Really? Seems pretty arbitrary to me, especially considering how effective mid drives are at wrecking freehub bodies.
https://www.sunrace.com/en/products/freewheels-e-bike
Freewheel ratchets naturally hold up better because they're bigger on the inside diameter than cassette freehubs are on the outside diameter.
Yes, I unfortunately know about freewheels...I've broken two of the axles attached to them. And I don't even ride that hard. It appears that this forum is more for pavement riding, and that's great, but some of us need an electric setup that will actually hold up offroad. It's not that I would ride an e-bike offroad as hard as I do my other two 'acoustic' bikes, even though I'm not taking big jumps with those or anything either, I would ride the future e-bike more gingerly like I do my current front-hub drive one. Just looking for different options to take the bike down way, way below the current 57 lbs that this one is. And without a freewheel. I don't mind being eccentric out there, but freewheels don't belong on mountain bikes, the industry learned that over a decade ago. Yes, there still are some $300 Walmart bikes that have freewheels on them. But as I've mentioned on another forum, I did the math and a 3x8 cassette-based drivetrain costs about $8-10 USD more to put on the bike compared with 3x7 ---same everything but cassette and freehub. Freehub-based wheel costs a tiny bit more than a solid threaded hub wheel, 8-speed cassette LESS money than a freewheel.
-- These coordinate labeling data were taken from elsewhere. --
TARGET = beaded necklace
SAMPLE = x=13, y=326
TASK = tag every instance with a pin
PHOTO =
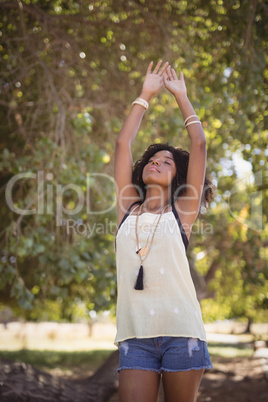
x=143, y=252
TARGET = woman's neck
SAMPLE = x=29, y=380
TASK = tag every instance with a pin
x=155, y=202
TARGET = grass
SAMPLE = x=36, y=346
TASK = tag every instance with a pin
x=230, y=350
x=47, y=359
x=90, y=360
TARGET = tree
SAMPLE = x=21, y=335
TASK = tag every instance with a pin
x=70, y=70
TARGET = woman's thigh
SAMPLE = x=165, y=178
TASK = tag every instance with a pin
x=138, y=385
x=181, y=386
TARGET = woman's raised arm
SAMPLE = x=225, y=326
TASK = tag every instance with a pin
x=125, y=191
x=189, y=204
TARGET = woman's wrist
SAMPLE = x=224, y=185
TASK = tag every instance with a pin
x=181, y=97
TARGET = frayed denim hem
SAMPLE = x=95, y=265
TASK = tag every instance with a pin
x=163, y=369
x=138, y=368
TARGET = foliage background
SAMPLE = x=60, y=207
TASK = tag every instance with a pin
x=69, y=72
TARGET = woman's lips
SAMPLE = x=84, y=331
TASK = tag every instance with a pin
x=154, y=169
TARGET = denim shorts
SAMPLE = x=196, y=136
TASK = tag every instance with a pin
x=164, y=353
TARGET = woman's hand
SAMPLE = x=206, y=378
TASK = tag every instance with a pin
x=154, y=80
x=174, y=84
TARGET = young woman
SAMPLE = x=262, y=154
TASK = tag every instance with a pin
x=159, y=324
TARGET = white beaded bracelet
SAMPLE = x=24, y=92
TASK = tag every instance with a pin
x=193, y=115
x=141, y=102
x=192, y=122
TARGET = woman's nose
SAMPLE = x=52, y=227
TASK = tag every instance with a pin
x=156, y=162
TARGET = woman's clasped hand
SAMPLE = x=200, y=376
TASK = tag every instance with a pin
x=163, y=75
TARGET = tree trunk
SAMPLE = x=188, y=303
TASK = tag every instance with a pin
x=22, y=382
There is no excuse to keep putting freewheels on bikes...at all.
"Freewheel ratchets naturally hold up better"? Let's talk about the axles (see above about them failing, and case closed) and range of a freewheel vs. cassette. The Sunrace 11-32t 7 or 8 speed freewheel as far as I know has been discontinued. Which means the most range I've seen from them (or any other major manufacturer that still even bothers to make freewheels) is 11-30t. Compare that with a modern cassette, which typically has a range, depending on if it's XD or not, of 11-42 to 11-52, or 10-50/51/52, sometimes 9/46 (a newer Chinese one has 9-50 but there are still technical 'beta release' problems with it). Translation: a cassette typically has up to 60% more range than a freewheel assuming a single chainring up front. No broken axles, 60% more range. Win...win.
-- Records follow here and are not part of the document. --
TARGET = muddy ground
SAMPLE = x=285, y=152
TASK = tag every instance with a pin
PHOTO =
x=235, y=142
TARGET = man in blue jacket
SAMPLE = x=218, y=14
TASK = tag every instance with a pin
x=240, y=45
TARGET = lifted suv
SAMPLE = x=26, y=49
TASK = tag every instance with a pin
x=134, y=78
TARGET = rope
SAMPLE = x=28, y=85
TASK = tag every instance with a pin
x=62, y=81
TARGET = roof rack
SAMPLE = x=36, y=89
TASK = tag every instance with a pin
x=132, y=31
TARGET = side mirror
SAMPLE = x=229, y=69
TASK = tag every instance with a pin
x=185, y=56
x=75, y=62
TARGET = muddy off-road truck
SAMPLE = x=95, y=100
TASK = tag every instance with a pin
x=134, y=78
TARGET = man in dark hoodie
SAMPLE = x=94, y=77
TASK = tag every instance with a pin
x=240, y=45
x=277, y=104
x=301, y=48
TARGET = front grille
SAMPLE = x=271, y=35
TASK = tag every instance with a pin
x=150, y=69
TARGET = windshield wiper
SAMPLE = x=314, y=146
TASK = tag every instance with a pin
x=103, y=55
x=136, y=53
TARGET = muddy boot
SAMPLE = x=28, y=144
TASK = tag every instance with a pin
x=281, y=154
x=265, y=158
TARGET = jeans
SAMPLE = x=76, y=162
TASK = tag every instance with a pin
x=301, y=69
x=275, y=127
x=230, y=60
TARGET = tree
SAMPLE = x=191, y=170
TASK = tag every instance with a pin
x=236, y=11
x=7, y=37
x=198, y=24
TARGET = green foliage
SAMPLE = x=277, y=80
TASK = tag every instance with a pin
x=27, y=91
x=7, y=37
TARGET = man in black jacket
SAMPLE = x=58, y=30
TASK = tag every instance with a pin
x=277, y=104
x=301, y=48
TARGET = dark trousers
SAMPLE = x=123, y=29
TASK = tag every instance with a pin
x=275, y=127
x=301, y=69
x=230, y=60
11-30t with a single chainring is absolutely horrible range offroad, especially with an e-bike. For climbing a 10%+ grade, even with electric power I need something under a 1:1 ratio, preferably closer to 0.7 ratio as in 36t front, 52t rear with a 1x chainring. That will successfully climb a 12-13% grade that has loose, rocky stuff. Even climbing with an 'inferior' front-hub drive, not to mention what a mid-drive could do with that ratio. What chainring size would be needed if the freewheel was 30t in the granny gear? 22t. 22t is fine for a triple chainring. It's not fine for a single chainring.
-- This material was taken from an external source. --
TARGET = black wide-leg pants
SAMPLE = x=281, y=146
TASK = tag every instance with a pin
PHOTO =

So you guys can keep riding freewheels on pavement, that's fine with me. I learned my lesson with them offroad, and no amount of 'ratchet' discussion is going to change my mind about them. Maybe MS-DOS still has a few advantages over Windows 10 but would you really go back to MS-DOS? Cassettes are much easier to work with, you can drill into them and make different gear ratios, and their hubs are much more sturdy than a freewheel axle.